A sub-rede mais frequente observada nestas redes foi centrado em DDX5 (Figura 2). Este sub-rede compreende 5 entidades, incluindo DDX5, mir-20b, mir-21, mir-141 e miR-182. DDX5 é regulado negativamente por mir-20b e mir-141, enquanto a própria DDX5 regula mir-21 e mir-182. De Down-expressão de DDX5 foi observada em 7 tipos de HC, enquanto, miR-20b, Mir-21, miR-141 e miR-182 sobre-expressos em 3, 5, 3 e 4 HC, respectivamente (Tabela 3 e Tabela 4 ). Ele sugere a inter-relação negativa entre DDX5 e estes quatro miRNAs.
Rede está incluindo miR-21, mir-182, -mir20b e mir-141. Rede foi construído utilizando estúdio pathway 9 software. Rede foi montada com base em bioinformática e literatura, combinada com a interpretação biológica dos dados microarray e enriquecidos grupos funcionais Gene ontologia. Vermelho: entidades sobre-regulada na maioria dos tipos de câncer. Azul: entidades sub-regulada na maioria dos tipos de câncer. representa negativo regulado.

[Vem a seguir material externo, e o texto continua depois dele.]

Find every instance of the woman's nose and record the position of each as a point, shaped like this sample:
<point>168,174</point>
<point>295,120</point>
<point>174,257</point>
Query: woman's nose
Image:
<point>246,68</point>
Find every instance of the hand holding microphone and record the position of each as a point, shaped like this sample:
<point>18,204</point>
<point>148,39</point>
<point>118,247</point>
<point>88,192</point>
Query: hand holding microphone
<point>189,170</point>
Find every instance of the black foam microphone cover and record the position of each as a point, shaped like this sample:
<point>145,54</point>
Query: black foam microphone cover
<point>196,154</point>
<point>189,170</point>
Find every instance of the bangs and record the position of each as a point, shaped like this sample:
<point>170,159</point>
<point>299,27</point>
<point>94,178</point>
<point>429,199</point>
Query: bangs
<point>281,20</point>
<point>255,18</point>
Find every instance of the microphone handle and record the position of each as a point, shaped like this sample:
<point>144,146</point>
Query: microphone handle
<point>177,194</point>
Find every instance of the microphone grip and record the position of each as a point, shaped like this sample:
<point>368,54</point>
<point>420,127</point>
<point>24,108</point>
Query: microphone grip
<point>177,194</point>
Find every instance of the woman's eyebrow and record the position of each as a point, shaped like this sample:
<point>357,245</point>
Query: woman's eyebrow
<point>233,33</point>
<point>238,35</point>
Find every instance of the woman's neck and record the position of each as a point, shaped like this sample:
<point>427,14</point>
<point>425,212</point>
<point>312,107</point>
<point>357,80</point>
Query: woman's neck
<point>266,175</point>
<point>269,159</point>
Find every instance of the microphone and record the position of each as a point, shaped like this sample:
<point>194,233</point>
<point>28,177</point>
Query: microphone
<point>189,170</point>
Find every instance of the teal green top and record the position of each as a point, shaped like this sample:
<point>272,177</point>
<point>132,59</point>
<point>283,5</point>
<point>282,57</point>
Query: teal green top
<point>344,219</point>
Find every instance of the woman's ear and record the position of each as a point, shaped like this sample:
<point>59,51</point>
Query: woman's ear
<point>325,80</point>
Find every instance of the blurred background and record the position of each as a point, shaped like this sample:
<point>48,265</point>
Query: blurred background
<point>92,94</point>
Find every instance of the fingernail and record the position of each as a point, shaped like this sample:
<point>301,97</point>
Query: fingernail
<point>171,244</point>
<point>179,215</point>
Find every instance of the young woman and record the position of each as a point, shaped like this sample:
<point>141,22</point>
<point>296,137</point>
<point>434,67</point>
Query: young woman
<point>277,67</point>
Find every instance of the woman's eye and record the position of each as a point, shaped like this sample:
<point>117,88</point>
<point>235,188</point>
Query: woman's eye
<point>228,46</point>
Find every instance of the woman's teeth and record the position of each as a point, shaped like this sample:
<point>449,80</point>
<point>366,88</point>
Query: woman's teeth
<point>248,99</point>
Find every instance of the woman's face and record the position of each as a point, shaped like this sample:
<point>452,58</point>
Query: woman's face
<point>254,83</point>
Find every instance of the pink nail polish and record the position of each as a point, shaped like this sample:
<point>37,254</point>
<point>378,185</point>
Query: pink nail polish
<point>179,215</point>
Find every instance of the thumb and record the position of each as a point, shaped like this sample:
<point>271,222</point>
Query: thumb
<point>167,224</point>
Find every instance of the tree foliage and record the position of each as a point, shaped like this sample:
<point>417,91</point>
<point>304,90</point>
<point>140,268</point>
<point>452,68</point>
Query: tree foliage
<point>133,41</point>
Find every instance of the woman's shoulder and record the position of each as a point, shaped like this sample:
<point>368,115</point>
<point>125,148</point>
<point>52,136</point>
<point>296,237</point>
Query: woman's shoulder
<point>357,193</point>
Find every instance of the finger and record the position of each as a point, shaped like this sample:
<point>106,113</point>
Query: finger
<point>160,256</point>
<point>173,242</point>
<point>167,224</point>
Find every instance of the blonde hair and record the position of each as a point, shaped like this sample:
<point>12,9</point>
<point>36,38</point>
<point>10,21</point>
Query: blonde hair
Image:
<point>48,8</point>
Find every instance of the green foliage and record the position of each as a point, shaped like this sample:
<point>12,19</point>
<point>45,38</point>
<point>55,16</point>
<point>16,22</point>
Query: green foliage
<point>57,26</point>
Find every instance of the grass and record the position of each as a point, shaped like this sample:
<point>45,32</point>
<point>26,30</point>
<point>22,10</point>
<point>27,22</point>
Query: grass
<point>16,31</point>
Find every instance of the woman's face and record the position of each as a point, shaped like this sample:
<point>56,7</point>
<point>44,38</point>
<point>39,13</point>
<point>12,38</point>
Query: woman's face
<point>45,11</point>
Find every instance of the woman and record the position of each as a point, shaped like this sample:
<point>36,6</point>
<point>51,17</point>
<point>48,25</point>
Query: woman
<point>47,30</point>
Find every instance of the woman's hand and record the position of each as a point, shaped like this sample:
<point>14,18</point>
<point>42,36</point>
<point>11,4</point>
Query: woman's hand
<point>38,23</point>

Outra sub-rede foi construída com base em mir-141, mir-200c, e GAPDH, que todos localizados no PCSRs previstos na 12p13.31 (Figura 3). Esta rede é composta por 17 entidades e 29 relações (Figura 3). Treze alvos a jusante foram observados para mir-141, mir-200c, e GAPDH. Por exemplo, o miR-141 e, miR-200c, que foram sobre-expressos em 3 HCS (mostrado como roxo na Figura 3), têm efeitos de miARN no ZEB2 (com baixo-expressão em 7 HCs). Curiosamente, esses RNAs alterados incluindo mir-141, mir-200c e GAPDH (pelo 12p13.31) e também ZEB2 (pelo 2q22.3) estão todos localizados na PCSRs previstos. No caso de os nós a montante, TP53 e MYC foram observados como reguladores a montante do miR-200c e GAPDH (Figura 3). TP53 é regulador positivo comum para ambos mir-200c e GAPDH, mas MYC só é regular GPADH (Figura 3).
Rede foi construído utilizando estúdio pathway 9 software. Shortest algoritmo de caminho foi aplicado para a construção de rede. Rede foi montada com base em bioinformática e literatura, combinada com a interpretação biológica dos dados microarray e enriquecidos grupos funcionais Gene ontologia. Roxo: entidades sobre-regulada na maioria dos cancros azuis: entidades reguladas para baixo na maioria dos tipos de câncer. O vértice representam TFs, representa positivo regulado, e representa negativo regulado.
Análise Promotor de mRNAs alterado e MiRNAs em todo cancros diferentes
Promotores de sobre-expressos e down- mRNAs e miRNAs expressos foram analisados individualmente através de diferentes tipos de câncer. Uma lista de factores de transcrição comuns para cada conjunto de e sobre-expresso mRNAs são fornecidos nas Tabelas S6 e S7, respectivamente expresso para baixo. Entre 18 TFs previstos comuns para mRNAs sobre-expressos, Kruppel-Like Fator 4 (KLF4) localizado na PCSRs foi encontrado para ser down-expresso em 7 tipos de cânceres (Tabela S6). Enquanto que, do total de 13 reguladores comuns previstos para mRNAs expressos para baixo, 6 reguladores estão localizados no PCSRs. Entre estes 6 reguladores receptor órfão relacionado com o RAR A (RORA) foi down-expressa em 8 tipos de cânceres (Exceto que Glioblastoma com sobre-expressão e sem expressão significativa na próstata e câncer gástrico) (Tabela S7).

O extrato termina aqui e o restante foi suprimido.